When choosing peer support, many of the issues around choosing private support will be less important because they are taken care of by the agency offering the peer support. But there are questions to keep in mind:
- Who is involved? Is the service offered by a professional group such as a statutory service, or a voluntary or community group, or peers themselves acting independently?
- Do they support people cutting down as well as stopping altogether? Do they support people with similar goals to yours?
- Who provides the support? Peers alone, peers working with professionals, professionals facilitating peer groups, or lay people (people who offer general support, not specifically about changing your drinking)?
- Who ultimately holds clinical responsibility and oversees things like safe and ethical working?
- What training, if any, have peers received?
- Are peers paid, or are they volunteers?
- Will you need to wait to see someone, and if so how long for?
- Who can you complain to if things go wrong?
- Where is support provided, and how often?
- Is support offered on a time-limited basis (i.e. for a number of weeks or months), or is it open-ended (i.e. for as long as you need it)?
Your role in 1-1 support to quit or reduce drinking
Finding the right support is an individual choice. But effective 1-1 support to quit or cut down drinking comes down to a few main factors. Most of these are on the practitioner side and include training, competency and experience.
The ones on your side include your commitment to the process and your feelings of comfort with and confidence in your chosen support practitioner.
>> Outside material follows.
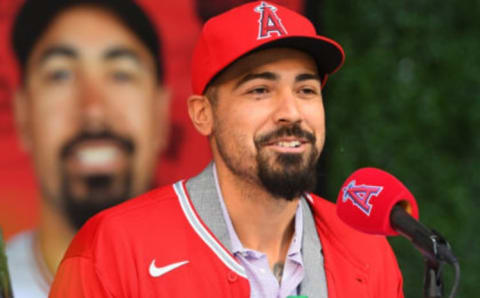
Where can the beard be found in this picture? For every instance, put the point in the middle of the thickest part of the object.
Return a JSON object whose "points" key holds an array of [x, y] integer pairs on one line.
{"points": [[79, 209], [101, 191], [284, 175]]}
Finding someone suitable can feel daunting. But by keeping the above questions in mind as you’re sifting and shortlisting, we hope you can feel more confident in finding someone who’s safe to work with, well-informed, experienced, and genuinely can help you achieve your goals.
While the answers to many of these questions are in the hands of the person you engage to support you, remember that none of this can happen without your commitment. Your support practitioner can help you climb hurdles and negotiate obstacles, but you need to be an active participant in the process. Nobody can make change for you, and nor can they force you to change.
Long-lasting, sustainable change comes from within.